You should be having fun.

But the thing is, most people will agree that they don’t want changes that take away the fun of the core game play experience.

I’d argue that the core game play experience of Sekiro or Bloodborne or Dark Souls is despair.

I’ll be honest: there was a boss in Bloodborne that literally killed me fifty times, and that’s not counting the times I died trying to fight my way to his lair. I spent probably about four hours convinced I couldn’t beat him, losing over and over again…

And part of that gaming experience was knowing there was no other way. Bloodborne had one difficulty setting, and it was alike for everyone who’d just installed the game. If it had an easier difficulty mode, I would have stepped down like I have before when I felt a game got too bullshit – I loved Dragon Age: Origins, but the final battle was too hard so I stepped down. I feel no guilt for this. I wanted to see what happened.

But with Bloodborne…. I couldn’t.

So I had to keep pounding my head against the same boss, with friends telling me how I could do it, getting incrementally better each time and learning new strategies until eventually, with a mixture of skill and luck, I beat the Blood-Starved Beast.

That game experience would not have happened if I’d had any other option. I absolutely would have changed the settings just for this one dude.

As a result, the triumph when I’d mastered it was fiercer than other games.

And that’s the gameplay loop of the From Software games: I can’t do this I can’t do this I can’t do this oh wait oh hell I might no I lost again I can’t I can’t I DID.

For the full experience, you need to a) have no other choices, and b) give into that despair.

Same with Sekiro. It’s actually not as hard as it sounds thus far, though it is hard: there are strategies you can use to counter the hard once. I met a frail old dude who was way too fast for me to block, but I could poison him. I met an enraged ogre who had too much health, but I could set him on fire. In truth, it sounds like there are walls, but you just have to get sneaky.

But it is hard. Very hard. And that style of challenge is not fun for everybody, nor even necessarily fun for us all the time. And while yes, you can make any game into a grim lesson in “Git gud” by playing, I dunno, Rock Band with an angry cat tied to a stick, most games are designed to have a fairly straightforward (and shallow) difficulty curve, and that is a good thing because that’s what most people enjoy.

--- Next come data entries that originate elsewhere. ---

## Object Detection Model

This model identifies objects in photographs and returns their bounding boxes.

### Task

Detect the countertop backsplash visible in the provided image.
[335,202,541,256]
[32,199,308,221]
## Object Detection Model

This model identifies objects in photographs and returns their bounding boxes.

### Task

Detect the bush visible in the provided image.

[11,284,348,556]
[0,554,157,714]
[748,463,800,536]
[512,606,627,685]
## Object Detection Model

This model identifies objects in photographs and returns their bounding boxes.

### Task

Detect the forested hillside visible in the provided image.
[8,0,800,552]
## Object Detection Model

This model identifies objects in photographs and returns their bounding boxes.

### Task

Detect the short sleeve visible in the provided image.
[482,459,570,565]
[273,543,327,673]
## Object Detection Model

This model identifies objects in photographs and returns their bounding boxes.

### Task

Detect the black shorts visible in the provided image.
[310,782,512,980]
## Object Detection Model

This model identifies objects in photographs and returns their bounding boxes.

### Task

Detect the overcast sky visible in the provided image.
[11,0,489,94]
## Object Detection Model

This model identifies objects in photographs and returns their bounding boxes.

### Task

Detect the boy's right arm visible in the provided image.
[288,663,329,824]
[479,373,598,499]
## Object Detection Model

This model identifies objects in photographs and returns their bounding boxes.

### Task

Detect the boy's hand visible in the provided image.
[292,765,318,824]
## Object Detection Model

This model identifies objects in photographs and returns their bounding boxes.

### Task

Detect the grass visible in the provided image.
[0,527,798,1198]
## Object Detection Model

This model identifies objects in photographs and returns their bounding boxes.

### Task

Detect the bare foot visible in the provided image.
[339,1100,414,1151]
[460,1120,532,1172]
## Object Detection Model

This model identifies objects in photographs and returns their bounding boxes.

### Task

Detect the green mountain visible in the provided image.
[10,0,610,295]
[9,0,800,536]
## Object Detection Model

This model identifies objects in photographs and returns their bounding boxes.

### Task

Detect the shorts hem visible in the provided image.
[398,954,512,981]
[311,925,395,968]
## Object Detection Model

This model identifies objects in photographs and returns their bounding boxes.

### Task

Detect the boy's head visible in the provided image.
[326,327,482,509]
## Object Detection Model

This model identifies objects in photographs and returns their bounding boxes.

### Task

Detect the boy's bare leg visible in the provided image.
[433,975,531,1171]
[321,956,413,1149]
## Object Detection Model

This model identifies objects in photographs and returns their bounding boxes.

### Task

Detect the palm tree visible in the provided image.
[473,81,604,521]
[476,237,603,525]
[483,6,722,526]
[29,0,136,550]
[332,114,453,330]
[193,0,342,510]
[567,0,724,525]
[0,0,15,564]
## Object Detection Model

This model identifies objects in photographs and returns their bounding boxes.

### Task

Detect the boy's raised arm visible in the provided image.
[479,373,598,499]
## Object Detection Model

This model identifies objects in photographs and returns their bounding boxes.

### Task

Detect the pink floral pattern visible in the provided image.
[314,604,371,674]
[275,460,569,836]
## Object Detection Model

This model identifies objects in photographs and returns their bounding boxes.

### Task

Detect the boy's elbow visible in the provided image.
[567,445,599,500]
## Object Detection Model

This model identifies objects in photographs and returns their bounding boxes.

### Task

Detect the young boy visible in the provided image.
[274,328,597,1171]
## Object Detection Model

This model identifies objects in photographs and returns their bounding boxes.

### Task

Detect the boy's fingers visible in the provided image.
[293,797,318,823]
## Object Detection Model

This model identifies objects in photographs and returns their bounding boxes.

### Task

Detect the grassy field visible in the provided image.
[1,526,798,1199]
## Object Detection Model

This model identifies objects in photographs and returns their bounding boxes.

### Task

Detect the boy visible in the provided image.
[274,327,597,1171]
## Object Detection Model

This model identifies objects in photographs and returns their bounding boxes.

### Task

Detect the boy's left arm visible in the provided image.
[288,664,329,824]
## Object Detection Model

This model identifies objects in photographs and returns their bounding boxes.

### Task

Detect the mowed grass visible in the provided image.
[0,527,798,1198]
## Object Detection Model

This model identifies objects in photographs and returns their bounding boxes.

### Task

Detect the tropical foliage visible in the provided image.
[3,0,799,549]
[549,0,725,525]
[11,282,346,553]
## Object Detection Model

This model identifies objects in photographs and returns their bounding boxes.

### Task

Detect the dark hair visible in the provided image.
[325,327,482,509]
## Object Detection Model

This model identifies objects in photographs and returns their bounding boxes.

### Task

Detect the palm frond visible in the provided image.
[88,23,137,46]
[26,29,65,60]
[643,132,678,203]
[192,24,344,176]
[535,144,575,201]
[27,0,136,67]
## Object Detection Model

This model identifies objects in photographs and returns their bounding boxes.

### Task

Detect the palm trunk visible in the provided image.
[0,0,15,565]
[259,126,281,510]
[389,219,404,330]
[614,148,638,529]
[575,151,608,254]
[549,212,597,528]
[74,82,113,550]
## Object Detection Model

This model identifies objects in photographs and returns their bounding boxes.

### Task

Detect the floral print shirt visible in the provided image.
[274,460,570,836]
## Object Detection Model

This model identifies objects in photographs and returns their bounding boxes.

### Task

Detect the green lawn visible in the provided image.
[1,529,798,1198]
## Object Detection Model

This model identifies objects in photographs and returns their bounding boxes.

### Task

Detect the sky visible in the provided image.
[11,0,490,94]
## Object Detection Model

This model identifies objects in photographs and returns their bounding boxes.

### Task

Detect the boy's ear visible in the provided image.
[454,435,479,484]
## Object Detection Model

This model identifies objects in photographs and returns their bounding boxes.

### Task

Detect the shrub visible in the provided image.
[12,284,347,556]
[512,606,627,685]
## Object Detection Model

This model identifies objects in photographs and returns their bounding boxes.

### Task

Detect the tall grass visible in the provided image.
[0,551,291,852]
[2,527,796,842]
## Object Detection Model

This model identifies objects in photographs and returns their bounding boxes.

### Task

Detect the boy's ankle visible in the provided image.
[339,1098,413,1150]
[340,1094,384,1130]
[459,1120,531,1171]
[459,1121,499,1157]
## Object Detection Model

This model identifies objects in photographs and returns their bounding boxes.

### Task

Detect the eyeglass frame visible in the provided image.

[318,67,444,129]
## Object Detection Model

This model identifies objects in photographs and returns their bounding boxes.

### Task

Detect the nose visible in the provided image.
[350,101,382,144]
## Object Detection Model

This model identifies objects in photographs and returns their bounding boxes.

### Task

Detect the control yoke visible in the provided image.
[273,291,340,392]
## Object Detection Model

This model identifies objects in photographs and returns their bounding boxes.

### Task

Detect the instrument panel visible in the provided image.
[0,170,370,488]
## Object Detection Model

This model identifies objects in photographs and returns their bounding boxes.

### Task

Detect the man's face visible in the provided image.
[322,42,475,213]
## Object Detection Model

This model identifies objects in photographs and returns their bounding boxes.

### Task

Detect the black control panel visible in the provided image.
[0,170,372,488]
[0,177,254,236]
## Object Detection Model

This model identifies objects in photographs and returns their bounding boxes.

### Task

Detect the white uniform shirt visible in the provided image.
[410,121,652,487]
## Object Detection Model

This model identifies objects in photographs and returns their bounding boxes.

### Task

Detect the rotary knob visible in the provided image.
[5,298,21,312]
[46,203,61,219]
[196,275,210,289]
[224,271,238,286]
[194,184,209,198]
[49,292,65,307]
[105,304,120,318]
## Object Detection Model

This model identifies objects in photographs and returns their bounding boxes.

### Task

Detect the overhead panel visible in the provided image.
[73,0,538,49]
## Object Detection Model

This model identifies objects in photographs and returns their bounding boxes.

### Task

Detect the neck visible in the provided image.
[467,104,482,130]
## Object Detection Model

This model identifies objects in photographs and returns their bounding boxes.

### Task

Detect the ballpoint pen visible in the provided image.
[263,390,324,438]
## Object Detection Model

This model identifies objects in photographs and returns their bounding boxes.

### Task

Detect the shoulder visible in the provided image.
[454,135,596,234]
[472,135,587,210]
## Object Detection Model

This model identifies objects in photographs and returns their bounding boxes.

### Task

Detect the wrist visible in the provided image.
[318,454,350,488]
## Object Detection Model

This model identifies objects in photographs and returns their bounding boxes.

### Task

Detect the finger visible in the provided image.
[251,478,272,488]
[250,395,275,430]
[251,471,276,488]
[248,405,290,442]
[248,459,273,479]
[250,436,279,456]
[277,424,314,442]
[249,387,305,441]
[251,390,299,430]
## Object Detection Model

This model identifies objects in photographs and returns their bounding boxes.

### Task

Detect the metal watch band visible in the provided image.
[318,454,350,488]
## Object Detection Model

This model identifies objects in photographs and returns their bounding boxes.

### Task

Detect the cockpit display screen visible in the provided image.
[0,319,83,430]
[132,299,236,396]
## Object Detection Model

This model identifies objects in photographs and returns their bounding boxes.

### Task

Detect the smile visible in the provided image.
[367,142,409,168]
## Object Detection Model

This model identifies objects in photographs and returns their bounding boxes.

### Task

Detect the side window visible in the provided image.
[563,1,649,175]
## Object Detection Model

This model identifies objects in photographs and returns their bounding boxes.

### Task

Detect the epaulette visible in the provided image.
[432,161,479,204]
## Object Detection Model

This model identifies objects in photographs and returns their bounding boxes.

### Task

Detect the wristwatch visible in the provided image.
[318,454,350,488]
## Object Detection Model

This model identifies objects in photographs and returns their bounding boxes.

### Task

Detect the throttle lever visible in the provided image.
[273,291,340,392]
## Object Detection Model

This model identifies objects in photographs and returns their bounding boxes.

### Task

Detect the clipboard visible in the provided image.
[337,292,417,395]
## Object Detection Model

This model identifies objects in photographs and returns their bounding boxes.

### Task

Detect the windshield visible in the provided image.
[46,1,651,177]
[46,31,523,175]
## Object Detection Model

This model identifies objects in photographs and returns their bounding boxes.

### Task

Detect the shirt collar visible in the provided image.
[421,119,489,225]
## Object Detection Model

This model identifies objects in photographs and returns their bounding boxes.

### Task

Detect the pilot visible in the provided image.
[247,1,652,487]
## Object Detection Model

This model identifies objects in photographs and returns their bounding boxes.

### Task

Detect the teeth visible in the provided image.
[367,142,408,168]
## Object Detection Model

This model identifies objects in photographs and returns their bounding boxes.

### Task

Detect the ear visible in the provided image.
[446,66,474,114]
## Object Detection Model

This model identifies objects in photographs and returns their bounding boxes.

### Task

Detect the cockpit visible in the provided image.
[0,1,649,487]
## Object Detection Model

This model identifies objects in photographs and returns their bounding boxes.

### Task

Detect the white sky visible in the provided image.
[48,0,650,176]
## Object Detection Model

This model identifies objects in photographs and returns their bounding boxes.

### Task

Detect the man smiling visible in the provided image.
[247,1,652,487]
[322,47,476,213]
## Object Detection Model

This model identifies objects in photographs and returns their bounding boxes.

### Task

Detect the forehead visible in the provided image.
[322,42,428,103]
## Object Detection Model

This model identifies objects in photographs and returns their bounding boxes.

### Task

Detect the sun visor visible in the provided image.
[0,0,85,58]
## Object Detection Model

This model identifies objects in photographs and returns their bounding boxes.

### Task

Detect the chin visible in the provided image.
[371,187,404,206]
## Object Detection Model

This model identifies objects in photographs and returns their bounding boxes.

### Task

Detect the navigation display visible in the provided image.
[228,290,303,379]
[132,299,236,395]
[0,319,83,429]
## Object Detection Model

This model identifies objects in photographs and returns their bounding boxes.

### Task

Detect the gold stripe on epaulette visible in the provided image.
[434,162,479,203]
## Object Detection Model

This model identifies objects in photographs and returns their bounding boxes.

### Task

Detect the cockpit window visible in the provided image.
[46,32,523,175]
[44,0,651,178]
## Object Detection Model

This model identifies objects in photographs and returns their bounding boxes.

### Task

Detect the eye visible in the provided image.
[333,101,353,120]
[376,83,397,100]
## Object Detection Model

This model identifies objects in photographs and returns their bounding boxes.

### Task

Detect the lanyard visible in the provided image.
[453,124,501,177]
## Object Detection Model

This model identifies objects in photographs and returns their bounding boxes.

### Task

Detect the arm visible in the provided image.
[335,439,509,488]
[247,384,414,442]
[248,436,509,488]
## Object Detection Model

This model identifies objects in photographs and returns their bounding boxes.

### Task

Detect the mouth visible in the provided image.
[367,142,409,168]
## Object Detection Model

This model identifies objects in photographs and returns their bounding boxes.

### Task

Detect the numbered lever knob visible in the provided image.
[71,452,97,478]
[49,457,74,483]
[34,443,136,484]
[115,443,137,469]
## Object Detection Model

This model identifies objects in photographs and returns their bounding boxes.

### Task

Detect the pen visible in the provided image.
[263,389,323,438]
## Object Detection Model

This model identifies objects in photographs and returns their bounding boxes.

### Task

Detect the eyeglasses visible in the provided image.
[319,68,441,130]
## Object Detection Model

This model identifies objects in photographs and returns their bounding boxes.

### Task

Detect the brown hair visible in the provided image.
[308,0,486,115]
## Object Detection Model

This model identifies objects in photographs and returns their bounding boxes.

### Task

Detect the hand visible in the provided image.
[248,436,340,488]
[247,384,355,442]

Too many gamers want every game to be a gruelling slog because that’s the way they personally relax, but I like to think that “controller-flinging difficulty” should not be the only metric for enjoyment.

The Dark Souls genre of games is a goddamned difficulty cliff, however, and what fun there is to be had lies is in discovering that hey, you can climb Mount Everest.

Which is why when people go, “Games should be accessible to anybody!” I agree heartily, then think, “…but the whole point of this genre of games is to push you beyond what you believe you can accomplish, and if you can reset the difficulty, that experience doesn’t happen.”

I don’t know. It wouldn’t hurt me per se to have an Easy mode on Sekiro; I don’t wrap my pride up in my gaming, and if I can’t beat Sekiro I won’t be overly fussed. Maybe I’m not that good at games, and that’s fine; I save my fierce indomitability for my writing, which is why I wrote eight terrible novels before I finally published my first one.

But though it wouldn’t hurt me, it would change the experience of those games, and those games only. Because for me, I am not strong enough to resist the allure of the easy mode. Making the game more accessible would give me an out, which I would take, and then it would be the same as every other game not in the genre of “Play my way or die.”

And I don’t know. I like accessibility. But some games aren’t about being accessible – and I say this as a person who may not be able to get the full experience out of a game I sunk $60 into. I’ve seen videos of the final boss. I may not have the reflexes to beat the guy.

Not knowing whether I can do it is a large part of why I’m playing. And I don’t know if anything else would fill that same, unique, urge.